David Cunliffe is ambitious. Whether consciously or not, he has begun to emulate the distinctive phrasing of David Lange when he gives a big speech. And today's speech at the Digital Summit was a big one. The topic was too ridden with jargon and acronym to really support much rhetorical flourish, but good lord, it had content.
The telecommunications industry, and business in general, has been worrying that Cunliffe and his government have charged up a blind alley with local loop unbundling. That the incremental improvements in service and competition it will eventually produce don't come anywhere the kind of infrastructure required for New Zealand to even stay level in telecoms, let alone climb the OECD rankings or enjoy a competitive advantage.
Cunliffe would seem to have been listening. Probably the key point in his speech was his identification of the investment shortfall: in the economy were inherited from our great economic reform, there have not been the kind of investors available who are willing to embrace the more modest level of return and longer horizons implied in broadband infrastructure investment.

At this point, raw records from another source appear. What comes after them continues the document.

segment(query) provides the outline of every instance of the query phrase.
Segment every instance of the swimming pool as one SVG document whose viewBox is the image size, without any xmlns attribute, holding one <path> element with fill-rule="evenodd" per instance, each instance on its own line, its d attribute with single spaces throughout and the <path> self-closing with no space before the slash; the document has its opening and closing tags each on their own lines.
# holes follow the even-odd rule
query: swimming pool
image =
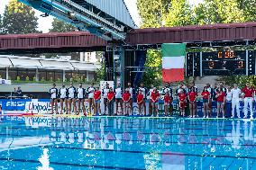
<svg viewBox="0 0 256 170">
<path fill-rule="evenodd" d="M 0 169 L 255 169 L 255 122 L 2 117 Z"/>
</svg>

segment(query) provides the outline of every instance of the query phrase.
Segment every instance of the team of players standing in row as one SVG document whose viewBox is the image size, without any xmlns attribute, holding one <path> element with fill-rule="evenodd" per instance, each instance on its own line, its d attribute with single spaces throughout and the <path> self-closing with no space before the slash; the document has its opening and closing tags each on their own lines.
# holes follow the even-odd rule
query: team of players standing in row
<svg viewBox="0 0 256 170">
<path fill-rule="evenodd" d="M 139 113 L 146 116 L 146 100 L 150 99 L 149 112 L 150 115 L 153 115 L 153 112 L 158 116 L 158 103 L 160 99 L 160 93 L 156 87 L 151 85 L 150 90 L 144 87 L 143 84 L 137 88 L 136 92 L 128 83 L 127 88 L 123 92 L 123 88 L 120 84 L 114 90 L 106 84 L 105 87 L 100 91 L 98 87 L 95 88 L 94 85 L 88 87 L 87 90 L 82 87 L 82 84 L 79 84 L 78 88 L 75 88 L 73 84 L 70 83 L 69 88 L 66 88 L 65 85 L 58 91 L 56 85 L 54 84 L 52 88 L 50 89 L 51 98 L 51 113 L 53 113 L 53 108 L 55 106 L 56 113 L 58 113 L 58 99 L 60 101 L 60 113 L 63 113 L 64 103 L 66 113 L 71 112 L 73 106 L 73 112 L 79 114 L 80 107 L 82 105 L 82 111 L 86 115 L 85 100 L 87 96 L 89 103 L 89 112 L 91 112 L 94 107 L 94 115 L 101 112 L 100 103 L 101 97 L 104 100 L 104 114 L 105 115 L 106 108 L 108 108 L 108 115 L 114 114 L 114 103 L 115 102 L 116 112 L 114 115 L 117 115 L 118 108 L 121 107 L 121 113 L 124 115 L 133 114 L 133 99 L 136 99 Z M 165 87 L 161 90 L 162 99 L 164 102 L 165 115 L 172 111 L 173 93 L 169 83 L 166 83 Z M 197 99 L 202 97 L 204 105 L 204 117 L 208 118 L 212 116 L 212 102 L 217 102 L 217 117 L 220 117 L 222 113 L 223 117 L 225 115 L 224 106 L 226 102 L 232 102 L 232 117 L 234 117 L 234 111 L 236 110 L 237 117 L 240 118 L 240 100 L 241 98 L 244 102 L 244 118 L 248 116 L 248 105 L 250 108 L 251 118 L 253 116 L 252 112 L 252 102 L 254 100 L 255 90 L 249 84 L 241 91 L 237 85 L 233 85 L 233 88 L 225 88 L 221 82 L 218 85 L 215 85 L 215 87 L 211 87 L 207 84 L 202 93 L 198 94 L 198 89 L 192 83 L 188 87 L 184 84 L 179 84 L 178 87 L 175 91 L 175 95 L 178 100 L 178 108 L 181 116 L 185 116 L 185 108 L 189 105 L 190 117 L 197 117 Z M 76 103 L 78 103 L 78 108 L 77 108 Z M 123 110 L 124 108 L 124 110 Z"/>
</svg>

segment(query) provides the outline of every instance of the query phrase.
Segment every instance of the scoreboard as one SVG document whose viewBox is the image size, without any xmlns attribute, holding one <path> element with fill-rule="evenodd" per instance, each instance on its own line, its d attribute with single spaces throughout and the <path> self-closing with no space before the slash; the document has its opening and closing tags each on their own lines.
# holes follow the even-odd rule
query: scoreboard
<svg viewBox="0 0 256 170">
<path fill-rule="evenodd" d="M 255 50 L 187 53 L 186 76 L 255 75 Z"/>
</svg>

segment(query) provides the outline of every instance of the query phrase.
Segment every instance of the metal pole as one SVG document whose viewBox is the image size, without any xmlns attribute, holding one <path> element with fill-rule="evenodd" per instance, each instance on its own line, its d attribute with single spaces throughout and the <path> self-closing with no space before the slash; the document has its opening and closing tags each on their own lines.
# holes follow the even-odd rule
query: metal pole
<svg viewBox="0 0 256 170">
<path fill-rule="evenodd" d="M 200 76 L 203 76 L 203 52 L 200 52 Z"/>
<path fill-rule="evenodd" d="M 113 49 L 113 80 L 114 80 L 114 89 L 115 89 L 116 75 L 115 75 L 114 49 Z"/>
<path fill-rule="evenodd" d="M 248 76 L 249 62 L 248 62 L 248 49 L 246 49 L 246 76 Z"/>
<path fill-rule="evenodd" d="M 39 81 L 39 73 L 38 73 L 38 67 L 35 69 L 35 81 Z"/>
<path fill-rule="evenodd" d="M 124 85 L 124 73 L 125 73 L 124 55 L 125 55 L 125 50 L 122 47 L 120 48 L 120 71 L 121 71 L 120 82 L 121 82 L 123 90 L 124 90 L 124 86 L 125 86 Z"/>
<path fill-rule="evenodd" d="M 66 81 L 66 76 L 65 76 L 66 73 L 65 73 L 65 70 L 63 70 L 62 72 L 62 82 L 65 82 Z"/>
<path fill-rule="evenodd" d="M 6 67 L 5 76 L 6 76 L 6 80 L 8 80 L 9 79 L 9 67 Z"/>
</svg>

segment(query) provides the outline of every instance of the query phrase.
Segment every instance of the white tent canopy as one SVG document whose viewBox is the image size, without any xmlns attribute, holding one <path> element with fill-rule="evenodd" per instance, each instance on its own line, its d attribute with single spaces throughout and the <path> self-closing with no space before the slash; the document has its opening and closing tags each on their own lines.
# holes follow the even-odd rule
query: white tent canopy
<svg viewBox="0 0 256 170">
<path fill-rule="evenodd" d="M 0 67 L 96 71 L 100 66 L 79 61 L 0 55 Z"/>
<path fill-rule="evenodd" d="M 68 61 L 40 60 L 45 69 L 73 70 L 74 67 Z"/>
<path fill-rule="evenodd" d="M 13 67 L 12 62 L 8 58 L 0 58 L 0 67 Z"/>
<path fill-rule="evenodd" d="M 23 67 L 23 68 L 42 68 L 41 63 L 38 59 L 31 59 L 31 58 L 10 58 L 14 67 Z"/>
<path fill-rule="evenodd" d="M 97 65 L 87 64 L 87 63 L 72 62 L 71 64 L 76 70 L 82 70 L 82 71 L 84 70 L 96 71 L 96 68 L 99 67 L 97 67 Z"/>
</svg>

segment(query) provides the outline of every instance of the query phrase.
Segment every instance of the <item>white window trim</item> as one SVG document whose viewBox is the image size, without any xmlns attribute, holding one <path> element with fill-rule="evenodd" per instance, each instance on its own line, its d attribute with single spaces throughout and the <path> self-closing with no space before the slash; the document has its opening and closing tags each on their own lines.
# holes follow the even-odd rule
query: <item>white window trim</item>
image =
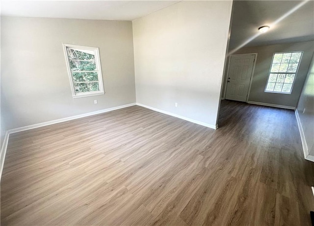
<svg viewBox="0 0 314 226">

The government, he said, is "exploring alternative investment models" -- indeed, soliciting suggestions on same -- that could fund the development of open-access fibre in urban regions, and an alternative fibre link across the Tasman. (The problem with New Zealand's international bandwidth, he pointed out, is not a constraint on capacity -- it's a lack of competition, and the consequent pricing.)
This kind of investment, with its long, secure, debt-style return, seems like a sitter for KiwiSaver funds. That, of course, is not something you could have said 10 years ago -- not only because such funds did not exist, but because here would have been ideological outrage. Telecom's high-return investment model was still being held up as a model practice.
(Cunliffe pointed out that Telecom's capital investment in rural areas in recent years has averaged $22 million annually -- three million dollars less than it gets from all the other operators under their TSO obligations. Depreciation in those areas, meanwhile, has been running at $50m to $70m a year. Go figure.)
Cunliffe also proposed state co-funding of open-access urban fibre loops as an extension of the Broadband Challenge, and an active programme of help for the "least capable" local authorities to bring them up to speed. Open access was a theme. The near-term goal is 20Mbit/s internet access for 90% of the country.
Anyway, gotta run. Suffice to say that Cunliffe has a greater command of the communications and IT portfolios than any minister before him; Labour should regard that as a competitive advantage in itself. His credibility was only emphasised when Pete Hodgson got up and reeled off the string of slogans that is the more usual fare from ministers at these shindigs. As far as Cunliffe was concerned, this was not the Knowledge Wave.
Meanwhile, John Key has a DVD. And he's ambitious too. Sheesh.